Only during the last year have quality colour e-readers began to emerge. Pocketbook InkPad Colour is an example, showcasing a bright future for energy-efficient e-reader devices. [Image source: PocketBook]

As you may have concluded, by relying on fixed pigments instead of active/emissive screens, e-ink displays do have certain limitations. While the colour issue seems to have been largely resolved with ACEP multi-pigment technology, e-ink devices still cannot display dynamic imagery like animations and videos.

Moreover, some ebook readers require an external lighting source if they are viewed in a dimmed environment. Many models have integrated lights for this purpose, but this causes battery drain at approximately the same rate as a regular tablet. At that point, one has to ask why multiple devices that must be charged at the same rate are needed, especially when only one device is capable of offering the latest movies, games, and apps. 

Conclusion

E-ink will always be a niche market, never penetrating deeper to replace tablets or smartphones. However, its main limitation – pigment display instead of emissive screen – is actually an advantage for those who need to replace hundreds of pounds of physical books with an elegant, thin, lightweight device with minuscule energy expenditure. 

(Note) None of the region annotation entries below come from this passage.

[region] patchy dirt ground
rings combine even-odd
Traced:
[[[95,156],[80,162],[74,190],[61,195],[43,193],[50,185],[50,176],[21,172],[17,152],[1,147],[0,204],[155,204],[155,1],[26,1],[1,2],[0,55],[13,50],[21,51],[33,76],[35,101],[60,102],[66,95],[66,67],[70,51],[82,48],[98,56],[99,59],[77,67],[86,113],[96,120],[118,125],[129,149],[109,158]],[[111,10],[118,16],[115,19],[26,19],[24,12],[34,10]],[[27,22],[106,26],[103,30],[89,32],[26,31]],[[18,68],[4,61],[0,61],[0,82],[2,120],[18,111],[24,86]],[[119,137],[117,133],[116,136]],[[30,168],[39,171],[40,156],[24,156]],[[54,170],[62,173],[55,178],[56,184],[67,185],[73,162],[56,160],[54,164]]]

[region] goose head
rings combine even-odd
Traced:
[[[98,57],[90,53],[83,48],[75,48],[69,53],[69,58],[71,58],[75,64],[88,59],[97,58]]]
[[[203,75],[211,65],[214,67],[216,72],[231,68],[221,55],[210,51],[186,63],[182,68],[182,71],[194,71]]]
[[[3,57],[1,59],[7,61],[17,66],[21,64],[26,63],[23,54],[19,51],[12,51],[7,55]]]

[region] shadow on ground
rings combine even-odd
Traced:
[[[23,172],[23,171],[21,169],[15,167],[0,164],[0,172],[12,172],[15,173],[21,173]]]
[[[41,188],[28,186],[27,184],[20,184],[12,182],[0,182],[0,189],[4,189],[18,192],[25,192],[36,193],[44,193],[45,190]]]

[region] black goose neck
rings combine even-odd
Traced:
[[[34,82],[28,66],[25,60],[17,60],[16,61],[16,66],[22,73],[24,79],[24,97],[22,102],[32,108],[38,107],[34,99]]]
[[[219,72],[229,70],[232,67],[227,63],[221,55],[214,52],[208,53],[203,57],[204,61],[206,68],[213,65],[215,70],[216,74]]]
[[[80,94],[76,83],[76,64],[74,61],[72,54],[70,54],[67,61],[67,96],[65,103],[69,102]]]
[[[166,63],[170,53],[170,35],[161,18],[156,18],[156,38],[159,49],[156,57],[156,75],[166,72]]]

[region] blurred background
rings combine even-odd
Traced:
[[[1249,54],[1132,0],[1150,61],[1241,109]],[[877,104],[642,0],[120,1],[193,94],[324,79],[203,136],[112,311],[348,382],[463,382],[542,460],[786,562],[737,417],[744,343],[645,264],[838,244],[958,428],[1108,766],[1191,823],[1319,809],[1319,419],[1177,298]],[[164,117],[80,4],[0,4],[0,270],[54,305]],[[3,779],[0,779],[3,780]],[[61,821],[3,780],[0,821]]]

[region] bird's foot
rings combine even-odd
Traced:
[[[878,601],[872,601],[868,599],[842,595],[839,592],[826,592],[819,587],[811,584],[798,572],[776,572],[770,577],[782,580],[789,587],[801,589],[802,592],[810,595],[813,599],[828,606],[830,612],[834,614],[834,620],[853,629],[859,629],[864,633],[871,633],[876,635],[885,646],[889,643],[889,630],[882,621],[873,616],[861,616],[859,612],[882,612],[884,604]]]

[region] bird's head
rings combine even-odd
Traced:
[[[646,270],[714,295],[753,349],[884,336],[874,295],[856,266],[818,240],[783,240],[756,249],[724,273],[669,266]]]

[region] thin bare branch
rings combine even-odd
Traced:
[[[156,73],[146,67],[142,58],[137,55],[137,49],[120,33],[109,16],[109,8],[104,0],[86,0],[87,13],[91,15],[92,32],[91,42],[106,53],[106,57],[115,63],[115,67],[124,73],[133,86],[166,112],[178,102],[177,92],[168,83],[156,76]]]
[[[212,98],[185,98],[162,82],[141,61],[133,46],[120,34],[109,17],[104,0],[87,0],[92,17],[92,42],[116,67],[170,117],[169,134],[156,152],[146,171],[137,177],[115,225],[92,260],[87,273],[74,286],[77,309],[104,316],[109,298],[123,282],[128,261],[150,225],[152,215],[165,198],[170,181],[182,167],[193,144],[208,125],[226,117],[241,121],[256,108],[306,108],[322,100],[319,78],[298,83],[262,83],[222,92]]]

While one can get accustomed to reading ebooks from a 6” smartphone screen, e-readers are a superior alternative for the specific purpose of reading text in bulk. This is especially true if you find yourself in a sunny or bright space in which LCD screens become completely useless. Likewise, with the advent of colourized e-reader models, the comic book industry can transition fully into digital form, lessening the carbon footprint needed to transport and process trees. 

Such devices may end up being the pinnacle of e-ink technology, but that doesn’t lessen their unique value proposition.